The basic idea is to start from the given begin word and explore all possible transformations by replacing one character at a time with a-z.
We use a queue to perform the BFS. Each level of the BFS represents a transformation of the current word.
We also use a visited set to keep track of the visited words to avoid cycles in the graph.
At each level, we check all possible transformations of the current word and add them to the queue if they are in the word list and not yet visited.
We continue the BFS until we find the end word or there are no more words to explore.
If we find the end word, we return the level of the BFS as the shortest transformation path.
If we reach the end of the BFS without finding the end word, there is no path from the begin word to the end word.
During an interview, it's important to first understand the problem statement and clarify any ambiguities.
Discuss the possible approaches and their time complexities.
If a BFS solution is chosen, explain the algorithm and its steps in detail, including the data structures used.
Walk through an example to make sure the logic is clear.
Implement the code with proper variable names and comments to demonstrate your coding skills and understanding of the problem.
Test the code with different test cases to validate its correctness and efficiency.
15. Word Ladder II
Problem Description:
The problem "Word Ladder II" on LeetCode is a popular problem that tests your understanding of graph traversal and path finding algorithms. Given two words, beginWord and endWord, and a word list, find all shortest transformation sequences from beginWord to endWord, such that:
Each transformation sequence must begin with beginWord and end with endWord.
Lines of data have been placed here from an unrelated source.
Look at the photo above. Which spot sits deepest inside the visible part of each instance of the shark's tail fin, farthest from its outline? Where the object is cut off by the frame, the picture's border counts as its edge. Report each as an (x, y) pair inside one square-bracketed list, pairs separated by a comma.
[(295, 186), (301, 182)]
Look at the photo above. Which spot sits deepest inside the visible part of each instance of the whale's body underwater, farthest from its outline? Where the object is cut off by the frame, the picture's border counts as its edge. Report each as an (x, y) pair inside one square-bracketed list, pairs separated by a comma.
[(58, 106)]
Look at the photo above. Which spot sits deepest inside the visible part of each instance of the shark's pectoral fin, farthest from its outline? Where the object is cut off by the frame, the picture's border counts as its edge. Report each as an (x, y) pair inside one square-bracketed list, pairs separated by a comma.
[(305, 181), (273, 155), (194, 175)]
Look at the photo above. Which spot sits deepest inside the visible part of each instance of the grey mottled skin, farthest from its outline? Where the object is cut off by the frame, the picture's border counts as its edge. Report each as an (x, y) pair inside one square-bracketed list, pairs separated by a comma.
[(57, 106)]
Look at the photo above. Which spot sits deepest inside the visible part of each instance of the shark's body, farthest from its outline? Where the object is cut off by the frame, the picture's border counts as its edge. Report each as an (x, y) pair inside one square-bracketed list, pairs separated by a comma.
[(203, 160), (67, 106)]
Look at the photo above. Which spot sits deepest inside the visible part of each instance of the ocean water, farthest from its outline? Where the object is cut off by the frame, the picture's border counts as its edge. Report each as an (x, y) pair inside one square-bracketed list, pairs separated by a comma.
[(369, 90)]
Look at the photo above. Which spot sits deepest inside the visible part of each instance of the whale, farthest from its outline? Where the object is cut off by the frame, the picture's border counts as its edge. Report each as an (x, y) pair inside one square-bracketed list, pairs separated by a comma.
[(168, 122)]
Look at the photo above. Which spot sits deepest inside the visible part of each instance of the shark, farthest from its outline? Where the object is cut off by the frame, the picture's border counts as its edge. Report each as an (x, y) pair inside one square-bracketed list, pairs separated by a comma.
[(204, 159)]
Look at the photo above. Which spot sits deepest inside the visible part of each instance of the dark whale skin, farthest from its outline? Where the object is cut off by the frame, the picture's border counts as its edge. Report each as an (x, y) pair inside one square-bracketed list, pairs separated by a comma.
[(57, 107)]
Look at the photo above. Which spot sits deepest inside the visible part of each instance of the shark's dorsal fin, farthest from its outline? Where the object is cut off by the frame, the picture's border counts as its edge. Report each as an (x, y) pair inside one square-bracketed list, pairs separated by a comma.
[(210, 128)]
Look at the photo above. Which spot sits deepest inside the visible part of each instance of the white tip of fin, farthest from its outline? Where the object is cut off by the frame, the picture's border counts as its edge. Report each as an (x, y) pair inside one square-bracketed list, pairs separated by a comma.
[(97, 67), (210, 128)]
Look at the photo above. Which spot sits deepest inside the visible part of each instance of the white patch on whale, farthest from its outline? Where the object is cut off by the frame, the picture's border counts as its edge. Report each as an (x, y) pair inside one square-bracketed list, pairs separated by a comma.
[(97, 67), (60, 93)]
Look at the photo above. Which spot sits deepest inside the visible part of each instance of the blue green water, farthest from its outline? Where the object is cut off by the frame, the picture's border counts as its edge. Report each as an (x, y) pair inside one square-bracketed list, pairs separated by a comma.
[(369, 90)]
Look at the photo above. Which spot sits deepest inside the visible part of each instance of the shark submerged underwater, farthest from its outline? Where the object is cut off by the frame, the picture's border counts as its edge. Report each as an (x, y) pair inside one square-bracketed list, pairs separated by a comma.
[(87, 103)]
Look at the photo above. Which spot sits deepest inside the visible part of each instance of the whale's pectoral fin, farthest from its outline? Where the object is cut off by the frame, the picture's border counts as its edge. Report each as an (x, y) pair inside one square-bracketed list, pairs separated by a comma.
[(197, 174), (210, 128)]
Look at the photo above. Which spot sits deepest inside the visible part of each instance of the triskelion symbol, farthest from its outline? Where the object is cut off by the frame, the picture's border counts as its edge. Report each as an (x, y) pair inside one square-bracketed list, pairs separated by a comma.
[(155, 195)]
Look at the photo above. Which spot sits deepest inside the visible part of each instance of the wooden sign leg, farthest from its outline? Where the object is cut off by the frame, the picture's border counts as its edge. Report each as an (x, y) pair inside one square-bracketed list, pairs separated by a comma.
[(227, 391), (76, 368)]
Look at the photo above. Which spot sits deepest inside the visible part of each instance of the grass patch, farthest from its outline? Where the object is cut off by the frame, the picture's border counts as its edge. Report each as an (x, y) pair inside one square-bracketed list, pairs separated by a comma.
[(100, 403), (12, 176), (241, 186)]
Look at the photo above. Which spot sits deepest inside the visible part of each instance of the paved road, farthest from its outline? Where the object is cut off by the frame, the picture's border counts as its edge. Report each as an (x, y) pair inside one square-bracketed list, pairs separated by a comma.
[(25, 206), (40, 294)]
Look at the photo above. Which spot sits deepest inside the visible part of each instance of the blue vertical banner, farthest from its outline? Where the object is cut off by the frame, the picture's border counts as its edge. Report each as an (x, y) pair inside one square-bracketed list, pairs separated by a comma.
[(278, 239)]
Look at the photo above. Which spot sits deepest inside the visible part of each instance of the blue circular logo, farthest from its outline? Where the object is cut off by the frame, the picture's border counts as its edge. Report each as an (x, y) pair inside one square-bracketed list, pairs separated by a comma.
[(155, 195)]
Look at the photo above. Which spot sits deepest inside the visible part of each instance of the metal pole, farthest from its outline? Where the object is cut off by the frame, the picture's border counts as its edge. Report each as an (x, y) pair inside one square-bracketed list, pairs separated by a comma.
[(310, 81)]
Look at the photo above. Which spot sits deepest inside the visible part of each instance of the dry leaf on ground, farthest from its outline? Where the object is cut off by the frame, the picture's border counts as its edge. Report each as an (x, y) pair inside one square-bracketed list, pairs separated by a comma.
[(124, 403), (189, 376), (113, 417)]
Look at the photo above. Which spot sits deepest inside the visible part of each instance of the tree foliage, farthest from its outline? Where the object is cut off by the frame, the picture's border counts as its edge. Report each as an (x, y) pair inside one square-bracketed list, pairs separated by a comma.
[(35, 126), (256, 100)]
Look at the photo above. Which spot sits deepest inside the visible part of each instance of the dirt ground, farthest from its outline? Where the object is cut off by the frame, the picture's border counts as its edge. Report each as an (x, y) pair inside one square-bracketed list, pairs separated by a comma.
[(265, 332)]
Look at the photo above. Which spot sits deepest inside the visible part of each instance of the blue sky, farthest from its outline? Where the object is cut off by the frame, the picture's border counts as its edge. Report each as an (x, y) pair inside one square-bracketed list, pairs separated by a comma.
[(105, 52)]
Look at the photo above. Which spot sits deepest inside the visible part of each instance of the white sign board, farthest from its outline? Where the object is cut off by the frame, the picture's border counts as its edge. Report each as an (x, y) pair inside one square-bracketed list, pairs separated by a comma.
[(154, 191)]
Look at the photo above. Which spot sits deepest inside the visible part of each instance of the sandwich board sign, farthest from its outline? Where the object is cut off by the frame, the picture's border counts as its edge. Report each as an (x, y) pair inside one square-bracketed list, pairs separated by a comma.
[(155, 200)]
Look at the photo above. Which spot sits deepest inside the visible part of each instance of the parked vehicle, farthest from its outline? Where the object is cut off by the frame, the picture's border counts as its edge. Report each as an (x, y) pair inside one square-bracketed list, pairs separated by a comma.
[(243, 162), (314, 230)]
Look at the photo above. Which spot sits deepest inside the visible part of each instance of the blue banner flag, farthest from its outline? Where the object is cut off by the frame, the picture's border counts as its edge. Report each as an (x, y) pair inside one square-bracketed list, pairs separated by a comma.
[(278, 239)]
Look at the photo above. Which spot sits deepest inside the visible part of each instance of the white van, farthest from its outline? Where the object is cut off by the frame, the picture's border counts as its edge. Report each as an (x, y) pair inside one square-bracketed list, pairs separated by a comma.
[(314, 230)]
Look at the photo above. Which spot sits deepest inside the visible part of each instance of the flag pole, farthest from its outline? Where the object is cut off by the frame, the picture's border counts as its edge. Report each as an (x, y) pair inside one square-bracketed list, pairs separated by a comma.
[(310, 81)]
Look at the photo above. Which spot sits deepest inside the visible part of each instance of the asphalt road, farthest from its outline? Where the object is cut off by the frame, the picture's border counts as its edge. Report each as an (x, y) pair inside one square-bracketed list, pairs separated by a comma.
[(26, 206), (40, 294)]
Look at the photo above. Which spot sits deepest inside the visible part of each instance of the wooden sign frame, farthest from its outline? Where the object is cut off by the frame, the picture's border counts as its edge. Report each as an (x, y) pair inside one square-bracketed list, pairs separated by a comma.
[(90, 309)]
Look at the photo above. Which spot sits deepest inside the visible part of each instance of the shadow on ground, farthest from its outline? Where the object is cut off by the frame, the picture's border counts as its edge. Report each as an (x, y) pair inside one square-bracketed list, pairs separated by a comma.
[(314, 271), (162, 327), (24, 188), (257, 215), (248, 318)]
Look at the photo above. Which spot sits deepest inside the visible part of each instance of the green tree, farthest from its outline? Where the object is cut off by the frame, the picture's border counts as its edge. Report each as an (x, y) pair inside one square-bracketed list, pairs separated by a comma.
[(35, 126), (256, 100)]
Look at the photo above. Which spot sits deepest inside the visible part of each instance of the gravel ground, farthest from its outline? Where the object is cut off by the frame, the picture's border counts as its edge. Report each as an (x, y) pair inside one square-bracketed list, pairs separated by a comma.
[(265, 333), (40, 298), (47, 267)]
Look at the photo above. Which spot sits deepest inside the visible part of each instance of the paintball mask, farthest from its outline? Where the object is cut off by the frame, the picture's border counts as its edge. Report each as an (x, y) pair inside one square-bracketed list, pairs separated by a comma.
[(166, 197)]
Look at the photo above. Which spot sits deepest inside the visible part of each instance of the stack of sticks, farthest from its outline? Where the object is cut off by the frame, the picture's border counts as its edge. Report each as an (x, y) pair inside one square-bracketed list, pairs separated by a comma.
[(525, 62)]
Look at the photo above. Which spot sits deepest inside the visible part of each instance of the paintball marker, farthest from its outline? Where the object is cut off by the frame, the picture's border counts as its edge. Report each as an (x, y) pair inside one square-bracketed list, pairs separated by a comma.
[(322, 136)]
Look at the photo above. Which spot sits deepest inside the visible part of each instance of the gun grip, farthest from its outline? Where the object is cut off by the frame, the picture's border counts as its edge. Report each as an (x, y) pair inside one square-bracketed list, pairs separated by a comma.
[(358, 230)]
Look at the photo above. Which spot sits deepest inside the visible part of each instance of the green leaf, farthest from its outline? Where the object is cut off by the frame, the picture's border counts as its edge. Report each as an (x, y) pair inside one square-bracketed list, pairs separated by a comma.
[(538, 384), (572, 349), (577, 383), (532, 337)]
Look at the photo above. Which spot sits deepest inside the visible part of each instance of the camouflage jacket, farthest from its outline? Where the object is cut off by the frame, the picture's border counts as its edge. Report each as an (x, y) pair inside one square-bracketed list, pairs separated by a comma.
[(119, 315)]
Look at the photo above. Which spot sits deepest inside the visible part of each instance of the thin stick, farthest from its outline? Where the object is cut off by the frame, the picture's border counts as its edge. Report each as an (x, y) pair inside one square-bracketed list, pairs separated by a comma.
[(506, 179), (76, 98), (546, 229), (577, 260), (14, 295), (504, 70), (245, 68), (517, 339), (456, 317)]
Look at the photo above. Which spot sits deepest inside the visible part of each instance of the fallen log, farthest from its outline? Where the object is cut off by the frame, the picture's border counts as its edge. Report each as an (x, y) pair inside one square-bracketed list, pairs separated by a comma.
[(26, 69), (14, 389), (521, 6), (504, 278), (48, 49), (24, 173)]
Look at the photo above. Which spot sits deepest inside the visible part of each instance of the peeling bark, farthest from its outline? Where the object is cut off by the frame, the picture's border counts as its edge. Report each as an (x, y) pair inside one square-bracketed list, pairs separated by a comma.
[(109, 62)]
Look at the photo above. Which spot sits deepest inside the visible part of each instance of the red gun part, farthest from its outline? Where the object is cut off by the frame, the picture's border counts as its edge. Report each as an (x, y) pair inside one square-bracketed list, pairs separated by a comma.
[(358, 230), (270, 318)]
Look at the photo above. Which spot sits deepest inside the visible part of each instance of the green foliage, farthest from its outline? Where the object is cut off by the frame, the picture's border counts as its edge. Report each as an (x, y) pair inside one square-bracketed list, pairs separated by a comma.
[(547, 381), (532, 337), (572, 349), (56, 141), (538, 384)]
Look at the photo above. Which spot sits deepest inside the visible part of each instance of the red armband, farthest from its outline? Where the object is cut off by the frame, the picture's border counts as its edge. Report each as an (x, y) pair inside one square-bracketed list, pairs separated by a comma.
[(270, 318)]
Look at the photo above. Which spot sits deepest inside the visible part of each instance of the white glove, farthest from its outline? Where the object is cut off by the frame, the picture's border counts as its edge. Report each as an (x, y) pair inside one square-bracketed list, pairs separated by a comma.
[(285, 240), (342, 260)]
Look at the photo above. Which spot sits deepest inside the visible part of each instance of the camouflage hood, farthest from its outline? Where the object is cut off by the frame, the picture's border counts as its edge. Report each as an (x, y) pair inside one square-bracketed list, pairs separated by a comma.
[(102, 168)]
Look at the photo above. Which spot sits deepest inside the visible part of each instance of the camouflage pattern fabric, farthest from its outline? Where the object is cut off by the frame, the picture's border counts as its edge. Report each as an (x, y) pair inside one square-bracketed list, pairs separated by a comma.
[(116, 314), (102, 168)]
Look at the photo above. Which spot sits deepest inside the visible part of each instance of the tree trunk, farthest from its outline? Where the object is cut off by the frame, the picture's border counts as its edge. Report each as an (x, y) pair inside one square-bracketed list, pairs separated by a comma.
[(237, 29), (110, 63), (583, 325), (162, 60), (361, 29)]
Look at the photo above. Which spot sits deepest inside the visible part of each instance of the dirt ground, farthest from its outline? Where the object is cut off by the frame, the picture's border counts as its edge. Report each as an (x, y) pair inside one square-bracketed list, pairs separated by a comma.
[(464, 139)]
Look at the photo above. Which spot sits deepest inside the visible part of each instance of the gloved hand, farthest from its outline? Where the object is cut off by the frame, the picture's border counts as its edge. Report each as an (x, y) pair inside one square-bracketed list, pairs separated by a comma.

Each transformation must differ by only one letter.
Each transformation must use only words from the word list.
You can assume that:
The word list contains only lowercase alphabets.
The length of beginWord and endWord is the same.
beginWord and endWord are not the same.
Here is the link to the problem on LeetCode: https://leetcode.com/problems/word-ladder-ii/
Optimized Java Code with Detailed Comments:
Algorithm and Approach:
To solve this problem efficiently, we can use a breadth-first search (BFS) approach. The idea is to treat the word ladder as a graph, where each word is a node and there is an edge between two words if they differ by only one letter. The goal is to find the shortest path from the beginWord to the endWord in this graph.
Here are the steps to follow during an interview process:
Convert the wordList into a Set data structure for fast lookup. This will help in determining if a word is present in the wordList in constant time.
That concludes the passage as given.